Foto: Degeto / Toni Muhr
Der elfte Steierkrimi stammt wieder aus der Feder von Maria und Wolfgang Murnberger. Haben die beiden anfangs Claudia Rossbachers Alpenkrimis verfilmt, so nutzten sie zuletzt nur noch Motive und Figuren aus den Büchern und erzählen ihre eigenen Geschichten. So auch in „Steirergift“, der in die Welt studentischer Verbindungen führt und für den Macho-Ermittler Sascha Bergmann eine besondere Prüfung bereithält. Denn der hat nicht nur Augen für den Fall, sondern auch für die Schwester des Opfers. Jene Vanessa trägt die Geschichte dieses Austria-Krimis. Eine Frau, erfolgreich, selbstbewusst, aber auch verzweifelt und von Schuld geplagt. Sie hat bei ihrer jüngeren Schwester die früh verstorbenen Eltern ersetzt, sie gibt sich die Schuld an dem Unglück ihrer Eltern, bei dem ihre Schwester schwer verletzt überlebt hat. „Du versuchst an etwas festzuhalten, was es nicht mehr gibt“, sagt die lebenslustige Julia in einer Rückblende zu ihrer großen Schwester.

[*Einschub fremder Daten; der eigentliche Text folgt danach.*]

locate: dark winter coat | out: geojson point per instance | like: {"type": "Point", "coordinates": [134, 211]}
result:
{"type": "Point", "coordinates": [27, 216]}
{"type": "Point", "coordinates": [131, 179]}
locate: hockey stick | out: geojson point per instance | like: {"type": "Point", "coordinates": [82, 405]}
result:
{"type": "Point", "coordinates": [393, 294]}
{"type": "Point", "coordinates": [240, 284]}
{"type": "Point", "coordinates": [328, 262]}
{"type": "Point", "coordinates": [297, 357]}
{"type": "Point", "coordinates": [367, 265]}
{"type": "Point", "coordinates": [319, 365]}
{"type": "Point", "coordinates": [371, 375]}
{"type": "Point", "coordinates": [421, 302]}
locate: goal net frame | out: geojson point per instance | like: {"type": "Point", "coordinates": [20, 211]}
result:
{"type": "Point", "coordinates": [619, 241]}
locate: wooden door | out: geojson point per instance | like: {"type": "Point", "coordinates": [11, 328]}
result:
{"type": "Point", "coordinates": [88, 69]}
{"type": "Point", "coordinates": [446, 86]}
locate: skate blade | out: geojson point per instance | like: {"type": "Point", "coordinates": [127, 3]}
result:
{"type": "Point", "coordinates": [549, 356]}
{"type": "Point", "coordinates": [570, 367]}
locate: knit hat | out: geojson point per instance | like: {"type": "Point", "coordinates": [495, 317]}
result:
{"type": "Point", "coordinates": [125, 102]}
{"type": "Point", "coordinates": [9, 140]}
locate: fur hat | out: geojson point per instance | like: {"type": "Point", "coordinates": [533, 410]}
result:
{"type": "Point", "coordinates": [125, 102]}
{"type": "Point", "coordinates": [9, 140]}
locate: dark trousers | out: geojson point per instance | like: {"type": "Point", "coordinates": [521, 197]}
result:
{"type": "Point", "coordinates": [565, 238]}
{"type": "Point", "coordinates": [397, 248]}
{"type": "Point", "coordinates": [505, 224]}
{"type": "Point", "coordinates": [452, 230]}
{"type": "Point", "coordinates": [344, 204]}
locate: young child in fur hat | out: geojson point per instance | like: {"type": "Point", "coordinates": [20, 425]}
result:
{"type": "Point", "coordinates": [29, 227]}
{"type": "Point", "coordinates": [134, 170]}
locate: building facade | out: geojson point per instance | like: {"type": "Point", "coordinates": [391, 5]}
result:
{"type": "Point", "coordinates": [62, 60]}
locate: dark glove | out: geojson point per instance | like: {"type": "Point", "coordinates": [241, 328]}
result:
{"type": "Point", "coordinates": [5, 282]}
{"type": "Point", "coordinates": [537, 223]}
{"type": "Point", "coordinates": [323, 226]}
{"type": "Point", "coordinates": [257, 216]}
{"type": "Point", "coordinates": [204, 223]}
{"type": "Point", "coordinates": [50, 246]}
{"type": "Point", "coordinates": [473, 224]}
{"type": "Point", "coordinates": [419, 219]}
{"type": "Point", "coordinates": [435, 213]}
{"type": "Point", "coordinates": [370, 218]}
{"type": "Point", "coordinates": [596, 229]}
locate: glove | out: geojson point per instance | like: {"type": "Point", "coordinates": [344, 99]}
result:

Julia Koschitz, gebürtige Österreicherin, die vor allem in deutschen Filmen wie „Shoppen“, „Der letzte schöne Herbsttag“ oder zuletzt der Serie „Herrhausen“ Akzente setzte, spielt diese Vanessa. Sparsam in Gestik, überzeugend in ausdrucksstarker Mimik verleiht sie der Figur Tiefe. Sie ist eine in sich gekehrt wirkende Frau, in der es brodelt, die nur ein Ziel verfolgt, und dafür zu allem bereit ist. Eine starke Hauptfigur – und für den Film die halbe Miete. Denn so fällt es nicht so sehr ins Gewicht, dass manch andere Figur in diesem Landkrimi eher blass bleibt. Vor allem die Mitglieder der Studentenverbindung – vom Emporkömmling bis zu wohlbehüteten Jungs aus gutem Hause – bleiben in Stereotypen gefangen. Das gilt auch für die Welt dieser Verbindung. Es sind die bekannten Bilder: Mensur, Trinkgelage, Zusammenhalt – all das wirkt gekünstelt und leblos. Nur gut, dass es mit der Kneipe „Absacker“ auch die für die Region typische (Gegen-)Welt gibt. Ob der verschlagene Wirt oder die illegalen Zocker im Hinterzimmer – hier vertraut der Regisseur auf Figuren, denen man gern zusieht, weil sie nah am Leben und der Region sind.
Foto: Degeto / Toni Muhr
„Steirergift“ ist ein solider Krimi, der sich mehr und mehr zu einem Geschwisterdrama entwickelt, mit einer überzeugend aufspielenden Julia Koschitz. Wolfgang Murnberger hält gekonnt den Spannungsbogen, alles läuft auf einen dramatischen Showdown hinaus. Das Opfer spielt visuell den kompletten Krimi über eine kleine Rolle in homogen eingefügten Rückblenden. Das macht Sinn, denn so erfährt man mehr über die Beziehung der beiden Schwestern zueinander. Das bewährte Ermittler-Team, das sich immer gern Wortduelle mit giftig-galligen Frotzeleien liefert, hält sich diesmal des schweren Themas wegen zurück. Es geht ernster zu, auch weil Hary Prinz mit seinem Sascha erfahren muss, dass nicht sein Schmäh und Charme ihm ein amouröses Abenteuer bescheren, sondern die kühle Berechnung einer Frau, die mit ihm spielt und ihn benutzt.